In the Dialogue of the Heart we open ourselves to receive the beauty of the other. Because we humans are body and spirit—or, rather, body-spirit—we give bodily-spiritual expression in all the arts to our multifarious responses to life: joy, sorrow, gratitude, anger, and, most of all, love. We try to express our inner feelings, which grasp reality in far deeper and higher ways than we are able to put into rational concepts and words; hence, we create poetry, music, dance, painting, architecture—the expressions of the heart. (Here, too, is where the depth, spiritual, mystical dimension of the human spirit is given full rein.) All the world delights in beauty, and so it is here that we find the easiest encounter with the other, the simplest door to dialogue.

D. Holiness: Seeking the One

We humans cannot live a divided life. If we are even to survive, let alone flourish, we must “get it all together.” We must not only dance the dialogues of the head, hands, and heart but also bring our various parts together in harmony (a fourth “h”) to live a holistic (a fifth “h”), life, which is what religions mean when they say that we should be holy (a sixth “h”). Hence, we are authentically human (a seventh “h”) only when our manifold elements are in dialogue within each other, and we are in dialogue with the others around us. We must dance together the Cosmic Dance of Dialogue of the head, hands, and heart, holistically,[3] in harmony within the holy human.

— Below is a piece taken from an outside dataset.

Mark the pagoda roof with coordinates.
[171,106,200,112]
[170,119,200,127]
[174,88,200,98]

*Reflections delivered by Leonard Swidler before the Scottish Parliament on March 19, 2009. See http://www.youtube.com/watch?v=Nu4ssQHRLP0.

[1]Leonard Swidler and Paul Mojzes, The Study of Religion in an Age of Global Dialogue (Philadelphia: Temple University Press, 2000), p. 17.

[2]See Leonard Swidler, with John Cobb, Monika Hellwig, and Paul Knitter, Death or Dialogue: From the Age of Monologue to the Age of Dialogue (Philadelphia: Trinity Press International, 1990).

[3]Those who know Western medieval philosophy will recognize that these are the “metaphysicals,” the four aspects of Being Itself, perceived from different perspectives: the one, the true, the good, the beautiful.